Some techniques which may help reduce a seller's exposure under the chain of responsibility legislation include:

  • extensive due diligence on the buyer to get comfortable that the buyer is able to meet the required obligations
  • requiring the buyer to warrant that it has sufficient financial and technical capabilities to perform the obligations going forward
  • an indemnity from the buyer's parent company, or
  • ensuring any vendor finance and post completion arrangements do not amount to a significant financial benefit.

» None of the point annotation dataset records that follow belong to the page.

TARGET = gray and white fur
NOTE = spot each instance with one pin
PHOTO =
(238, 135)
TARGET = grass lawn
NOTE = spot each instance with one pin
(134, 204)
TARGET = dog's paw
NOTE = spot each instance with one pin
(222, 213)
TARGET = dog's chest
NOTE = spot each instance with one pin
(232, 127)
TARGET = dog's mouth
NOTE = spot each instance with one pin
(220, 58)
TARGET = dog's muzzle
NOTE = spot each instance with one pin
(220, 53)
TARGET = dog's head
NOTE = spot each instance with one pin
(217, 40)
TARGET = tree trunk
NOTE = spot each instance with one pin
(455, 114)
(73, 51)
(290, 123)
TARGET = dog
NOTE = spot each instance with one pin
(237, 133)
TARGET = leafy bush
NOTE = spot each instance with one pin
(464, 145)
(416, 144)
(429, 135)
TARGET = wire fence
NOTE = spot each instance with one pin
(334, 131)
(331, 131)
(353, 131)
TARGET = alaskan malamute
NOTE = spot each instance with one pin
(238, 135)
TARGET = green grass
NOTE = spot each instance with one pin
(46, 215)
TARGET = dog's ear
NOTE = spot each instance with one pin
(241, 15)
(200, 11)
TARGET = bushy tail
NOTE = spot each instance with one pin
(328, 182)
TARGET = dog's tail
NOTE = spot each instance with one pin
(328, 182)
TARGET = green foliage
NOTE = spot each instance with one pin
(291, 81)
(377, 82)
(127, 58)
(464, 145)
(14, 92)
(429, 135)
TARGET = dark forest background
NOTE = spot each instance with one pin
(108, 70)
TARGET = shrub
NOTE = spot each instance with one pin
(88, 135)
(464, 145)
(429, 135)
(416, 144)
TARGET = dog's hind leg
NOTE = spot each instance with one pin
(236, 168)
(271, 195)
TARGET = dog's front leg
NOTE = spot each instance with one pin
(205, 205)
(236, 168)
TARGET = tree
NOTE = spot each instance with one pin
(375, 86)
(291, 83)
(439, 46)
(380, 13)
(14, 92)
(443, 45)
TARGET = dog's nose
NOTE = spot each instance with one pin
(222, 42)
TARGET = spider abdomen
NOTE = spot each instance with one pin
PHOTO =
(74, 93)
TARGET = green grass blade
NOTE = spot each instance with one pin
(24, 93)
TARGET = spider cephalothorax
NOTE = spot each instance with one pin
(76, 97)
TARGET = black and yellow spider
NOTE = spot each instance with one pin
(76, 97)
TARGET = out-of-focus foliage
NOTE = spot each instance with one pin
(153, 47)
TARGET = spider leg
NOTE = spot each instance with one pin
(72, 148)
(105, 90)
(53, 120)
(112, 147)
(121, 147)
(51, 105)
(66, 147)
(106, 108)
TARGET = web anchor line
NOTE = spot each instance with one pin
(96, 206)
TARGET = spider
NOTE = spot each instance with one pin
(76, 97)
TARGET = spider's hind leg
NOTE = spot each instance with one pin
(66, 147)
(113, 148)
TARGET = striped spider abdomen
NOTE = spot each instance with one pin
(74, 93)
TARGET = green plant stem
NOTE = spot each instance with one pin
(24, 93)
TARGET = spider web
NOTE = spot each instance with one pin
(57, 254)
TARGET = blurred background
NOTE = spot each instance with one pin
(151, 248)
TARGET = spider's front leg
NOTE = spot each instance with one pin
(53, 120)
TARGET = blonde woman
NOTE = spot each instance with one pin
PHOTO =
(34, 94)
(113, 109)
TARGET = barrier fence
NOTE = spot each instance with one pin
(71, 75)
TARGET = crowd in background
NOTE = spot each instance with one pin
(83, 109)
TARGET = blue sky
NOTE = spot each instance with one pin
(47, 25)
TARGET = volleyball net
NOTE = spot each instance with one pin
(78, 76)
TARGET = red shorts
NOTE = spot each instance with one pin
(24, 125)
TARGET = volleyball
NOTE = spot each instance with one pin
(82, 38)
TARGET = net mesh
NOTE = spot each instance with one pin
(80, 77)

From the other perspective, buyers are liable for any environmental issues that may arise after they take over the mine. Buyers could consider:

  • deferring payment of part of the purchase price to be held in escrow until sufficient time has passed
  • having the seller's parent company provide an indemnity for compliance with pre-completion environmental liabilities
  • ensuring environmental due diligence is thorough, and
  • accepting the environmental liability for the time prior to completion and adjusting the purchase price accordingly.

As a general rule, it is important to consider what your potential risks are following the sale (including risks of the other party's future behaviour) and how to put yourself in the best position going forward. It is also important to keep in mind that we are still seeing how this legislation will play out and how the Department may try to enforce environmental obligations.


Given the obvious tension between the position of a seller and a buyer, limitation of liability in a transaction needs to be done in a way that does not kill the deal. While parties may be anxious to press on and just get the deal done, care must be taken to cover off on potential liability traps at the time of signing and in the future. This is made more challenging by the new chain of responsibility legislation, and the way it potentially spreads risk far and wide. Regardless of whether you are selling or buying, the crafting of warranties requires careful consideration and negotiation.

The content of this article is intended to provide a general guide to the subject matter. Specialist advice should be sought about your specific circumstances.